Being a salaried employee obviously requires working extended hours, however we find ourselves frequently "on-call" without an official schedule to accommodate as such. An example, I've ended my work week Friday night (m-f is my work schedule) but then Saturday morning I get a flurry of slack messages for a small issue on the site (not an outage) to fix. This happens frequently and interferes with my personal life and ability to pursue personal interests outside of work. I want to know if 1.) Do I legally have to be paid as on call? 2.) Is this a violation of any employment statuate?
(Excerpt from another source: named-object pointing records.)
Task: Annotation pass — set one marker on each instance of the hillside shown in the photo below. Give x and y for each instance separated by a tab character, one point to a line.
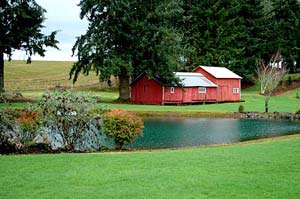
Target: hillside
41	75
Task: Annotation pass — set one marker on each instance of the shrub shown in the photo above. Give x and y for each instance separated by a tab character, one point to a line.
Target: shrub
28	124
241	108
9	142
67	123
122	126
290	80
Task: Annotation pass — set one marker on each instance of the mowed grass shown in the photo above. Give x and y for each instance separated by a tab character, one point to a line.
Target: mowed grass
263	170
42	75
35	78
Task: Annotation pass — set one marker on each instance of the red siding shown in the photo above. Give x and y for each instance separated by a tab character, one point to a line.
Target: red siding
146	91
189	95
225	86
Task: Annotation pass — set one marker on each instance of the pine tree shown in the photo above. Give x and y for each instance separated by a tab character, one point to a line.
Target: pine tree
125	38
20	29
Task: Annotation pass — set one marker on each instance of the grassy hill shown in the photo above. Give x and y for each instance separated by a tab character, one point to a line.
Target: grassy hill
41	75
268	169
33	79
thats a consideration, but I'm just curious if anyone has insight into this type of situation
collect info and sue it when you leave
Is this your first startup ? This is normal in early stage startups. Generally, the unwritten rule is if you worked weekends or nights, you are free to take days off (without filing PTO) when the work load is a bit low.
not a startup
If you're exempt (salaried), the company is well within its right to dictate your work schedule however they want. Your only argument is that you're misclassified as exempt when you should be non-exempt. If you're doing tier 1 support for a website, that's highly tactical work, and you might have an argument. In which case you'd be owed back OT and breaks. If you're slinging code or doing higher level website architecture work, as long as you make above a minimum salary threshold, you have no recourse except try to negotiate for more money or go elsewhere.
Why are you answering slack messages at the weekend? Take all work shit off your phone unless you have a work phone.
Have the conversation with your manager about time trading, like fetrsev said, you work a night or weekend, you should definitely expect to be able to take the next day off, or if it’s hectic, bank it and spend it later. You should also push for them to implement an official incident management process and on-call rotation. Like MoxL22 said, take slack off of your phone. If they want you to do on-call shifts, then they’re going to have to pay for your phone bill, at a minimum, and getting pinged on slack is not an appropriate way to raise an incident. I used to work on-call but I still muted slack on nights and weekends. If someone needed to get a hold of me, then they had to push the big red button and page me via PagerDuty, and only once the issue they were dealing with met a certain threshold of severity or urgency. If that process and escalation criteria aren’t formally documented, then push the organization to do it, it will save you many sleepless nights
It’s a fair question but if you ask too loudly you may find yourself getting shut down with counter arguments about commitment and getting the job done. Corporate culture in the valley doesn’t give a shit about your person.